I do great things with great people
I’m Richard Kasperowski. My vision is that I do great things with great people. Everything I do and everyone I do it with derives from my vision. I don’t do mediocre things. I don’t do things with mediocre people. I strive to do great things with great people, to do amazing things with amazing people.
I am an Agile transformation leader helping big and small organizations do amazing things. I use Agile and other transformation tools to do this. I recently worked for Nokia, a rather large company. I currently work independently, helping businesses transform themselves toward greatness, and helping a community group set a world record in West Haven, Connecticut, USA.
I help people understand what they have and what they want. I use a bunch of practices derived from movements like ours to help people know what they have and transform it to what they want.
I’m curious: What do you do? With whom do you do it? What is your vision for yourself? What do you have? What do you want?
I woke up one morning this spring with an epiphany: work hurts, and I think I understand why.

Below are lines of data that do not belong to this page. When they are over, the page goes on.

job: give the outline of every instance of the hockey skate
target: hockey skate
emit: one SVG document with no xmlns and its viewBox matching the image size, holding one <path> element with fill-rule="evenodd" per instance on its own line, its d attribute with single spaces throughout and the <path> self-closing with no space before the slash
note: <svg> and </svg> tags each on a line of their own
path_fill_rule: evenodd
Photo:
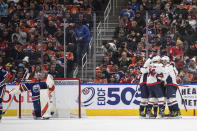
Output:
<svg viewBox="0 0 197 131">
<path fill-rule="evenodd" d="M 140 118 L 145 118 L 146 117 L 146 114 L 142 111 L 140 111 Z"/>
<path fill-rule="evenodd" d="M 148 110 L 147 111 L 146 119 L 155 119 L 155 116 L 153 115 L 153 113 L 151 112 L 151 110 Z"/>
<path fill-rule="evenodd" d="M 164 114 L 164 110 L 163 109 L 160 109 L 159 110 L 159 115 L 158 115 L 158 117 L 157 118 L 164 118 L 165 117 L 165 114 Z"/>
<path fill-rule="evenodd" d="M 173 111 L 170 115 L 169 118 L 172 118 L 172 119 L 180 119 L 182 118 L 181 117 L 181 112 L 180 111 Z"/>
</svg>

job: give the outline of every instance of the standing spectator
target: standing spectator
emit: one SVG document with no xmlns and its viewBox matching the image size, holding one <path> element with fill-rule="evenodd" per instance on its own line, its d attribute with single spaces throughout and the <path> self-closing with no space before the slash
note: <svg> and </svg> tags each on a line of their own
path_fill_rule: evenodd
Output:
<svg viewBox="0 0 197 131">
<path fill-rule="evenodd" d="M 175 61 L 178 70 L 183 68 L 183 42 L 181 40 L 177 40 L 176 46 L 170 48 L 169 56 Z"/>
<path fill-rule="evenodd" d="M 81 63 L 82 55 L 88 51 L 90 42 L 90 30 L 86 25 L 82 25 L 81 22 L 76 22 L 75 39 L 77 43 L 77 61 Z"/>
</svg>

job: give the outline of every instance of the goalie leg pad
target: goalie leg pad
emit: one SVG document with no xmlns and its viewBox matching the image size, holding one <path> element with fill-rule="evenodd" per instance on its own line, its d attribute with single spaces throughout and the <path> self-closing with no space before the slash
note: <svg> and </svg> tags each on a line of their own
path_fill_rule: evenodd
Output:
<svg viewBox="0 0 197 131">
<path fill-rule="evenodd" d="M 51 109 L 49 106 L 49 90 L 41 89 L 40 90 L 40 104 L 41 104 L 41 113 L 42 118 L 50 118 L 51 117 Z"/>
</svg>

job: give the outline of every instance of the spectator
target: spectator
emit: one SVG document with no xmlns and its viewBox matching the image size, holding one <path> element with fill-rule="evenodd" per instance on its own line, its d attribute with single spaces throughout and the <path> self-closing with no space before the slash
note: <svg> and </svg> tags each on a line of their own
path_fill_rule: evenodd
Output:
<svg viewBox="0 0 197 131">
<path fill-rule="evenodd" d="M 74 36 L 77 43 L 78 64 L 81 64 L 81 56 L 87 52 L 89 48 L 90 30 L 86 25 L 82 25 L 81 22 L 77 21 Z"/>
</svg>

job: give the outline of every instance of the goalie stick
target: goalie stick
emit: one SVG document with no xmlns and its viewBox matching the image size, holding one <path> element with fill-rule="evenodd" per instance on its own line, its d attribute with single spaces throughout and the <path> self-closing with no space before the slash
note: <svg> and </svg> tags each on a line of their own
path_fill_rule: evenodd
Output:
<svg viewBox="0 0 197 131">
<path fill-rule="evenodd" d="M 27 71 L 24 73 L 23 78 L 22 78 L 21 81 L 24 80 L 24 78 L 25 78 L 26 75 L 27 75 Z M 11 100 L 10 100 L 10 103 L 8 104 L 8 106 L 7 106 L 7 108 L 5 109 L 5 111 L 2 112 L 2 115 L 5 115 L 5 114 L 7 113 L 8 109 L 10 108 L 10 106 L 11 106 L 13 100 L 14 100 L 14 97 L 15 97 L 15 95 L 12 96 L 12 98 L 11 98 Z M 20 97 L 20 96 L 19 96 L 19 97 Z"/>
</svg>

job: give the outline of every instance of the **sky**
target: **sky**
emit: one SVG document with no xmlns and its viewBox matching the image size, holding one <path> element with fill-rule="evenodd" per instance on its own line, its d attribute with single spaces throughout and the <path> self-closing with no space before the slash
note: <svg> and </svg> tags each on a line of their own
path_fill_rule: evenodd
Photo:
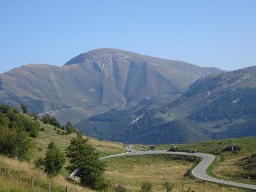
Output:
<svg viewBox="0 0 256 192">
<path fill-rule="evenodd" d="M 109 47 L 232 70 L 256 65 L 256 1 L 0 1 L 0 73 Z"/>
</svg>

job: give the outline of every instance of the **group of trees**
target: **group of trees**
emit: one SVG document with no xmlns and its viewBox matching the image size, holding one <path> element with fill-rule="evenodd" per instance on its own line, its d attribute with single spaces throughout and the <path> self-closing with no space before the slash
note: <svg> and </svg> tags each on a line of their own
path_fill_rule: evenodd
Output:
<svg viewBox="0 0 256 192">
<path fill-rule="evenodd" d="M 23 113 L 28 114 L 26 105 L 22 105 L 21 109 Z M 0 105 L 0 154 L 21 160 L 31 159 L 35 146 L 32 137 L 38 136 L 40 125 L 37 115 L 28 115 L 30 117 L 19 113 L 16 108 Z M 43 116 L 41 120 L 68 133 L 77 133 L 70 122 L 62 127 L 54 117 L 49 115 Z M 94 190 L 104 189 L 109 186 L 103 176 L 105 164 L 99 161 L 98 152 L 88 143 L 88 140 L 77 133 L 66 149 L 66 155 L 51 142 L 44 156 L 36 161 L 36 165 L 49 176 L 54 176 L 61 171 L 68 158 L 69 163 L 66 168 L 70 172 L 76 171 L 75 176 L 80 178 L 81 185 Z"/>
<path fill-rule="evenodd" d="M 59 128 L 62 127 L 54 117 L 51 117 L 49 114 L 42 116 L 41 120 L 44 124 L 51 125 Z"/>
<path fill-rule="evenodd" d="M 27 111 L 26 112 L 27 113 Z M 22 115 L 16 108 L 0 105 L 0 153 L 21 160 L 29 160 L 40 125 Z"/>
<path fill-rule="evenodd" d="M 77 133 L 66 149 L 66 157 L 69 160 L 66 169 L 75 176 L 80 178 L 81 185 L 94 190 L 102 190 L 107 186 L 103 176 L 105 164 L 99 159 L 96 148 L 88 143 L 89 138 L 84 138 L 82 134 Z M 57 175 L 62 170 L 66 157 L 64 153 L 51 142 L 44 157 L 36 161 L 36 165 L 44 170 L 51 176 Z"/>
</svg>

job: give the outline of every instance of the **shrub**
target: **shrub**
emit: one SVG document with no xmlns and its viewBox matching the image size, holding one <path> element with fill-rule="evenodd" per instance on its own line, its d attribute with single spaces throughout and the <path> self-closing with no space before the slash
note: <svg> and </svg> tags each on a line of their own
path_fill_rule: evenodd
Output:
<svg viewBox="0 0 256 192">
<path fill-rule="evenodd" d="M 75 175 L 79 177 L 82 186 L 101 190 L 106 186 L 103 176 L 106 165 L 99 160 L 96 148 L 87 143 L 89 140 L 84 139 L 81 133 L 71 140 L 66 150 L 70 160 L 67 169 L 70 172 L 76 170 Z"/>
<path fill-rule="evenodd" d="M 164 189 L 166 190 L 167 192 L 171 192 L 175 186 L 174 183 L 171 183 L 167 181 L 164 182 L 164 183 L 162 185 L 164 186 Z"/>
<path fill-rule="evenodd" d="M 140 191 L 150 192 L 152 191 L 153 183 L 149 181 L 144 181 L 141 185 Z"/>
<path fill-rule="evenodd" d="M 66 162 L 65 156 L 56 145 L 51 142 L 44 158 L 36 161 L 37 167 L 42 168 L 46 173 L 51 176 L 60 173 Z"/>
<path fill-rule="evenodd" d="M 115 188 L 116 192 L 126 192 L 127 190 L 126 188 L 122 185 L 119 185 Z"/>
</svg>

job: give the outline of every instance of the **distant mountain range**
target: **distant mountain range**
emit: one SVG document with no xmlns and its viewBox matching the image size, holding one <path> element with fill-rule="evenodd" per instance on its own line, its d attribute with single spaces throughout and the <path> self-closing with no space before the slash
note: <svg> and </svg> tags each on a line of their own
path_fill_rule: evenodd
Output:
<svg viewBox="0 0 256 192">
<path fill-rule="evenodd" d="M 222 72 L 101 49 L 80 54 L 63 67 L 30 64 L 0 74 L 0 102 L 25 103 L 29 111 L 49 113 L 63 123 L 78 123 L 112 108 L 130 108 L 145 98 L 170 102 L 197 79 Z"/>
<path fill-rule="evenodd" d="M 145 98 L 128 109 L 92 116 L 76 127 L 92 137 L 132 143 L 255 137 L 255 98 L 253 66 L 200 78 L 170 102 Z"/>
</svg>

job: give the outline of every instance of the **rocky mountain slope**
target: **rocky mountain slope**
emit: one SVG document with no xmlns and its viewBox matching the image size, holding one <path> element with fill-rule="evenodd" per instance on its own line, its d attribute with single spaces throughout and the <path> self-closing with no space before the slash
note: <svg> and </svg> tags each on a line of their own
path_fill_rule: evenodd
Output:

Many of us do amazingly creative work. We love what we do. Our work fully engages our hearts and our minds. But it’s painful to do our work at work. It’s painful to do it at our workplaces. It’s painful to do it within the hierarchical command-and-control structures of the organizations that we work within. Work hurts.
How would you succeed in a world of limited resources?
I thought about why work hurts. Work hurts because we are doing creative work, “knowledge work,” but we’re doing it within industrial control structures. Industrial control structures, industrial management systems, industrialism in general: industrialism is a good thing. It makes sense. It makes sense in a world of limited resources. If you have limited resources, limited raw materials, and you want to transform them into something good, something valuable, you apply industrialism. Your limited resources are things like coal, metals, springs, bearings, cogs, power, people, money, and time. You get the most efficient output from your limited inputs. You efficiently transform your limited inputs into wonderful products that delight people, they give you money for your work, and you profit. That’s good.
What if there were no resource constraints?
What if you had no resource constraints? What if everything you created derived from the abundance that the universe offers us? Our era is different from the era of the industrialists. Much of what we do is mentally creative work, information work, sometimes called thought work or knowledge work.